侵攻前の1641年には147万人だったアイルランドの人口は侵攻後の52年に62万人へ減少。50万人以上が殺され、残りは「年季奉公」や「召使い」、事実上の奴隷としてアメリカなどに売られたと言われている。
ダブリン出身でプリマス・ブレザレンを創設したジョン・ネルソン・ダービー牧師は1830年代から宗教活動を始めたが、彼はキリストの千年王国がすべての文明を一掃し、救われるのは選ばれた少数のグループだけだと考えていた。
19世紀のイギリス政界では反ロシアで有名なヘンリー・ジョン・テンプル(別名パーマストン子爵)が大きな影響力を持っていた。彼は戦時大臣、外務大臣、内務大臣を歴任した後、1855年2月から58年2月まで、そして59年6月から65年10月まで首相を務めている。ビクトリア女王にアヘン戦争を指示したのもパーマストン卿だ。

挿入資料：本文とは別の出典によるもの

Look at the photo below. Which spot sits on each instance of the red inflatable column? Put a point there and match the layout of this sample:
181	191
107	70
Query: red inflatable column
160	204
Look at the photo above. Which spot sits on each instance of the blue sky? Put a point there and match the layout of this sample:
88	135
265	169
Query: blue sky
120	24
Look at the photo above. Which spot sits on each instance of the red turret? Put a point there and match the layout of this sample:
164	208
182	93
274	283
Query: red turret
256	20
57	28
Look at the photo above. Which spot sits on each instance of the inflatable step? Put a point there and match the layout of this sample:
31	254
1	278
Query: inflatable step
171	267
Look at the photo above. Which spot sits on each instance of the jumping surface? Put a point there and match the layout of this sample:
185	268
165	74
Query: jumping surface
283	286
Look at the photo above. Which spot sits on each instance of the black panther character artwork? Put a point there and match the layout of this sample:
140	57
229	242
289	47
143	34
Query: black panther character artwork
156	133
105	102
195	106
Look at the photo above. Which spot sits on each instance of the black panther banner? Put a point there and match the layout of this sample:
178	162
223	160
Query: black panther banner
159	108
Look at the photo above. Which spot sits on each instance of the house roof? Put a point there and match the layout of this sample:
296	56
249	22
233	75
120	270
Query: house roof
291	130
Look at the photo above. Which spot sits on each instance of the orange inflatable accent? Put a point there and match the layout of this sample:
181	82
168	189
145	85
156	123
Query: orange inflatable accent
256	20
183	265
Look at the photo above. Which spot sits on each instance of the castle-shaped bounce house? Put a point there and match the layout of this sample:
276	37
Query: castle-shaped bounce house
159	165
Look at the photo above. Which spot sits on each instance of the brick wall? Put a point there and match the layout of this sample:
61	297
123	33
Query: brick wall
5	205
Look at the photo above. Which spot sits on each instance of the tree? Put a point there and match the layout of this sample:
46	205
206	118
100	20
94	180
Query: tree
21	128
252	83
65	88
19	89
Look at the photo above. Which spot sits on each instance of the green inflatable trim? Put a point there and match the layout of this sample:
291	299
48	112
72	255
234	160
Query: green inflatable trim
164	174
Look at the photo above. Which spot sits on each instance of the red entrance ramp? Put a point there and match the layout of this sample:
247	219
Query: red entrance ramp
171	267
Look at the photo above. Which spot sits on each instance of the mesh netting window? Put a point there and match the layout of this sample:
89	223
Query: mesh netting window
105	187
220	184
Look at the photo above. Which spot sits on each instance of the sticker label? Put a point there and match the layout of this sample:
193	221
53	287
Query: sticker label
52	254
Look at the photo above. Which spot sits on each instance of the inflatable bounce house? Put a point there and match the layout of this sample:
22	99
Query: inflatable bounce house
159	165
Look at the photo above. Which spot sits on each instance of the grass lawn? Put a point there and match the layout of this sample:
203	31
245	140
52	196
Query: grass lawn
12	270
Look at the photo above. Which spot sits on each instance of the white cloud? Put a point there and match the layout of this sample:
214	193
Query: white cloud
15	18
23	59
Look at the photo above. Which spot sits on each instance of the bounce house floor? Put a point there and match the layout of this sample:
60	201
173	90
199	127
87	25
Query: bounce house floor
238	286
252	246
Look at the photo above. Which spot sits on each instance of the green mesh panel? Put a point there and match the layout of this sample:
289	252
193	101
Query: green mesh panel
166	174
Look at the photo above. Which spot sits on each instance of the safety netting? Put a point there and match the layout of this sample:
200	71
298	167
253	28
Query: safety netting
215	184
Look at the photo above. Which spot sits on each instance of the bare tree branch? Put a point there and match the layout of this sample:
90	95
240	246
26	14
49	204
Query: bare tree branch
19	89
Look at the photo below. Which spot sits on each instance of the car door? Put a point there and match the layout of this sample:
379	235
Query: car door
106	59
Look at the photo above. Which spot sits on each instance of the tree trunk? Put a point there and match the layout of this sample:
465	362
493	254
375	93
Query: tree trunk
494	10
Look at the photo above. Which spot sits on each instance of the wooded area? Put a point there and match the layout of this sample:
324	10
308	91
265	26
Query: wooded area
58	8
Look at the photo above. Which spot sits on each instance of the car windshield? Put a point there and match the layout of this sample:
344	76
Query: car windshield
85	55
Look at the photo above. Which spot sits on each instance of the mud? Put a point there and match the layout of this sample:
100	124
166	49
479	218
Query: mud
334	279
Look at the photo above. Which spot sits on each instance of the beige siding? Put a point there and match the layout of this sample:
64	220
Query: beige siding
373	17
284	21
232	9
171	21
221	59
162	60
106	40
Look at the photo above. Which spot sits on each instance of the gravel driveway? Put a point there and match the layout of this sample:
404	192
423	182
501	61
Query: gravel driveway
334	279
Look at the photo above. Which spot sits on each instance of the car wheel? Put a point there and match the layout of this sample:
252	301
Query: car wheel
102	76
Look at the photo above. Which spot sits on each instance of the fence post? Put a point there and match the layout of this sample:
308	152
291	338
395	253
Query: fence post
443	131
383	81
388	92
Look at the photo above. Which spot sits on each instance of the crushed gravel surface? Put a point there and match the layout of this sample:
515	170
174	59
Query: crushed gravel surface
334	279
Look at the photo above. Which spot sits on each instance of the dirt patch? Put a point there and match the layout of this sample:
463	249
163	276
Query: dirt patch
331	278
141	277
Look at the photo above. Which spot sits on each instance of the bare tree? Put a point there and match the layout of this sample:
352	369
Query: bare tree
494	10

このように始まったシオニズムは19世紀に帝国主義と一体化し、パレスチナ侵略が具体化してくる。イギリス政府は1838年、エルサレムに領事館を建設し、その翌年にはスコットランド教会がパレスチナにおけるユダヤ教徒の状況を調査、イギリスの首相を務めていたベンジャミン・ディズレーリは1875年にスエズ運河運河を買収。そして1917年11月、アーサー・バルフォアがウォルター・ロスチャイルドへ書簡を出してイスラエル建国への道を切り開く。いわゆる「バルフォア宣言」だ。シオニズムと帝国主義によってイギリスは世界を侵略していった。
ピューリタンはアメリカへも渡り、先住民である「アメリカ・インディアン」を大量虐殺し、ヨーロッパ系移民が入れ替わった。同じことを中東でも行おうとしている人がいるように見える。アラブ人やペルシャ人を殲滅し、「大イスラエル」を作ろうとしているように見える。